New SQS subscriptions have "Subscription Principal" that is causing problems


I am working on a project that uses NServicebus to publish messages to AWS SQS queues.

NServicebus has a feature that builds the queues, topics, and subscriptions for you when you run the application. Most of my queues/topics/subscriptions have been created this way.

There is one queue that isn't created this way so I created it manually before along with a topic and subscription to go with it.

I am expanding this existing setup to accept new message types. So new topics and subscriptions have been added by NServicebus to work with the existing queues.

When I got to adding the manual topic and subscription to work with the manual queue I did it the same way as before. However, now the messages do not make it to the queue.

I started looking to see what I could have done wrong/differently this time. I found only one difference.
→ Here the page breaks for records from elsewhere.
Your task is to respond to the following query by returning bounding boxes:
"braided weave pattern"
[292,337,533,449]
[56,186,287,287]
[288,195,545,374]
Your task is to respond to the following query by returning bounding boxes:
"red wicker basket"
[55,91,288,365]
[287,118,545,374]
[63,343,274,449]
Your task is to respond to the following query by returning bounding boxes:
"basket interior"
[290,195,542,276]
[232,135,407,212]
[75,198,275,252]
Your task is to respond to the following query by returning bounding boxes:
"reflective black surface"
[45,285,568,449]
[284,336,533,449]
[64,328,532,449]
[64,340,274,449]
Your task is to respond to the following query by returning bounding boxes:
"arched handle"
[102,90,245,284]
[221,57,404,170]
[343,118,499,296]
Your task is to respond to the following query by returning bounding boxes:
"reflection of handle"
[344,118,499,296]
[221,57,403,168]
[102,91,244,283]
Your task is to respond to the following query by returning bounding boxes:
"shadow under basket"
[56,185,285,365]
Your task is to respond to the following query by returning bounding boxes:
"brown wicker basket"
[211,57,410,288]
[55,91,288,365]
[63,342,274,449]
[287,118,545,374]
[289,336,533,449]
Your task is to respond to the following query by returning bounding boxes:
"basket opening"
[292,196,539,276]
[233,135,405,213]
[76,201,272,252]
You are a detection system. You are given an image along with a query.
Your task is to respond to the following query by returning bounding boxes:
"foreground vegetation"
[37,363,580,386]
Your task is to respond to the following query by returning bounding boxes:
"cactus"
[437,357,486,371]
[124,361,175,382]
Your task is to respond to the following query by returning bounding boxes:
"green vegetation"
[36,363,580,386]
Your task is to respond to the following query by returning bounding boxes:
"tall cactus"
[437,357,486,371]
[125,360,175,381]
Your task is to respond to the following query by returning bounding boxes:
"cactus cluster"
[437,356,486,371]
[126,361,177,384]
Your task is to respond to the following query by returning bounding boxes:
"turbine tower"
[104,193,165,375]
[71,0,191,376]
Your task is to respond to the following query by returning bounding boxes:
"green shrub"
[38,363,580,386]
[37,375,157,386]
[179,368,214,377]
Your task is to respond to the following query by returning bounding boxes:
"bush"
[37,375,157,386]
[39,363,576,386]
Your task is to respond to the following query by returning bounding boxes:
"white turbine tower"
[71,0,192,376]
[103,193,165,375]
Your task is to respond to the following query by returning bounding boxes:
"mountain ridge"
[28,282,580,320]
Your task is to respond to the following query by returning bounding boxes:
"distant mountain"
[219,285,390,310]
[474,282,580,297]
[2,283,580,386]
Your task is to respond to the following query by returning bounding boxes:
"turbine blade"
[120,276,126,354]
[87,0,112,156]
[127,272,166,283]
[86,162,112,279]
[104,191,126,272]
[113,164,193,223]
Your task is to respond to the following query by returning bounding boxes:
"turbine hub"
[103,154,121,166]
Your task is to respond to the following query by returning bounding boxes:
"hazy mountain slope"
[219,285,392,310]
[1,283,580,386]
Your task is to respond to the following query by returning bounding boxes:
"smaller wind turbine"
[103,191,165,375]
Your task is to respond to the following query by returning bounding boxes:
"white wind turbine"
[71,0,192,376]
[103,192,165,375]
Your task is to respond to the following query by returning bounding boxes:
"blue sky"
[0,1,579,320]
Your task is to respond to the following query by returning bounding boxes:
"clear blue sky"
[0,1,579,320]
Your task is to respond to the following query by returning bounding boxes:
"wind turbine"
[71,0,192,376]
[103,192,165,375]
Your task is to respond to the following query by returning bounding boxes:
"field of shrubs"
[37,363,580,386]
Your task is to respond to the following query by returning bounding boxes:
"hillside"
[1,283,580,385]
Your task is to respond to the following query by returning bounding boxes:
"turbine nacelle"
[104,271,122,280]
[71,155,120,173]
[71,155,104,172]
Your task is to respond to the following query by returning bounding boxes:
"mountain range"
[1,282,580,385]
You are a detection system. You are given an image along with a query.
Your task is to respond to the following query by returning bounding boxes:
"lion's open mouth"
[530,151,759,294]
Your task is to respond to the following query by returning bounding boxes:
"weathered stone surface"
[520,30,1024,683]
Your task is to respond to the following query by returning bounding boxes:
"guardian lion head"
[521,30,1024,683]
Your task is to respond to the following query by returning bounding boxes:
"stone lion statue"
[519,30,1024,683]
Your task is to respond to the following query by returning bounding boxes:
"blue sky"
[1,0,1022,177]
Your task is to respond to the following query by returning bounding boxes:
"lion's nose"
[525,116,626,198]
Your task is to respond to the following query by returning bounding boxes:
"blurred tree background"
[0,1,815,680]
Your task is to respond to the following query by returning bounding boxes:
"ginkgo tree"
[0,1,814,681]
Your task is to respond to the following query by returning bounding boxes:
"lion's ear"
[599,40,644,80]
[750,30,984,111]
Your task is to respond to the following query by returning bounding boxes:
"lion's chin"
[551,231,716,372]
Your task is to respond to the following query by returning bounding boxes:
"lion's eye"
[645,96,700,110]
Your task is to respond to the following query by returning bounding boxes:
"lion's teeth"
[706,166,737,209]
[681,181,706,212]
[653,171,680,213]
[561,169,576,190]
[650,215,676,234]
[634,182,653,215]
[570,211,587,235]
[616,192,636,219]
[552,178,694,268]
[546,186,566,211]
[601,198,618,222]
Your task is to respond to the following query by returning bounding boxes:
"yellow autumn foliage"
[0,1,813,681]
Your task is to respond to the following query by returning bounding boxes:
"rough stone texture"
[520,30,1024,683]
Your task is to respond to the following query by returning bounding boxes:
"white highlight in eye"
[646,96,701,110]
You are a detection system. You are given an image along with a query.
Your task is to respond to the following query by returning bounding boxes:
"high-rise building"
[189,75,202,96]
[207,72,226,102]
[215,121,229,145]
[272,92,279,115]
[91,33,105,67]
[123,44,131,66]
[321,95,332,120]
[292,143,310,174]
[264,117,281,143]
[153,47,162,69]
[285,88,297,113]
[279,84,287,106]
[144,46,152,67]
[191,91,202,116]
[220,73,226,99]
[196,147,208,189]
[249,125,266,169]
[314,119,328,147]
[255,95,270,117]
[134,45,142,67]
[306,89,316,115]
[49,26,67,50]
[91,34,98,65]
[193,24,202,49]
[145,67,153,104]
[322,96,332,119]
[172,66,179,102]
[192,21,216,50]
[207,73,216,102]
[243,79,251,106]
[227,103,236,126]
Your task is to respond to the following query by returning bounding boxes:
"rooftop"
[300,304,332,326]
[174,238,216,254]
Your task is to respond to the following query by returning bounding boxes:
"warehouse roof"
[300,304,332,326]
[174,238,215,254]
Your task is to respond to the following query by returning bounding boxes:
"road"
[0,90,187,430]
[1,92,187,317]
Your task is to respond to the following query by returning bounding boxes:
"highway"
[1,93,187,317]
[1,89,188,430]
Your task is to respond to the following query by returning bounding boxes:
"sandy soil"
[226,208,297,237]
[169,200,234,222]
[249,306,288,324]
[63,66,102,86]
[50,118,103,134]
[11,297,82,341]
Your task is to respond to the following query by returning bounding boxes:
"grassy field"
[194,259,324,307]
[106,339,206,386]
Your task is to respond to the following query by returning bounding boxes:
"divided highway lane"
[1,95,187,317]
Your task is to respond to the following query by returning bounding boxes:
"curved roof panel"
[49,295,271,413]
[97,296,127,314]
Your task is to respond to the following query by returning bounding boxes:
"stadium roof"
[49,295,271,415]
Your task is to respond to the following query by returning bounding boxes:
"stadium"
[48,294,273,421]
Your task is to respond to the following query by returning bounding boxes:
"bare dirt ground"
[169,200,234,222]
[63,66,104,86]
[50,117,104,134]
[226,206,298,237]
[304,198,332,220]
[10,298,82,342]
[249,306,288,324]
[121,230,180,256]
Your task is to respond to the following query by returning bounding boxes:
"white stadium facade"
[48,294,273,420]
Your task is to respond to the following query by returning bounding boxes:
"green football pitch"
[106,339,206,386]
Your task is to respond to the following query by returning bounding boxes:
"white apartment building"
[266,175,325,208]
Now when looking at the details of the subscription I see "Subscription Principal" on the new but not on the old.

New:

New subscription details

Old:

Old subscription details

Digging deeper into this I discovered that the Subscription Principal is different between the newly created NServicebus subscriptions and the manually created one. I am guessing this is the cause of the message not getting to the queue.

But why is this happening now when it didn't happen a couple months ago? Did SQS change how subscriptions work? If so is there a way to make then like they used to? Perhaps a setting somewhere?


Solution

  • After getting in touch with AWS support they mentioned:

    Regarding "SubscriptionPrincipal", this shows an IAM role that was being used while creating the subscription. This is a new attribute and hence it will only be shown for newly created subscriptions. I don't think this will create any issue.

    Then after going through and recreating the SNS topic and subscription manually there was no problem with the message making it to the queue. We agreed it must have been a mistake when creating them the first time that was overlooked. The new Subscription Principal attribute was a red herring.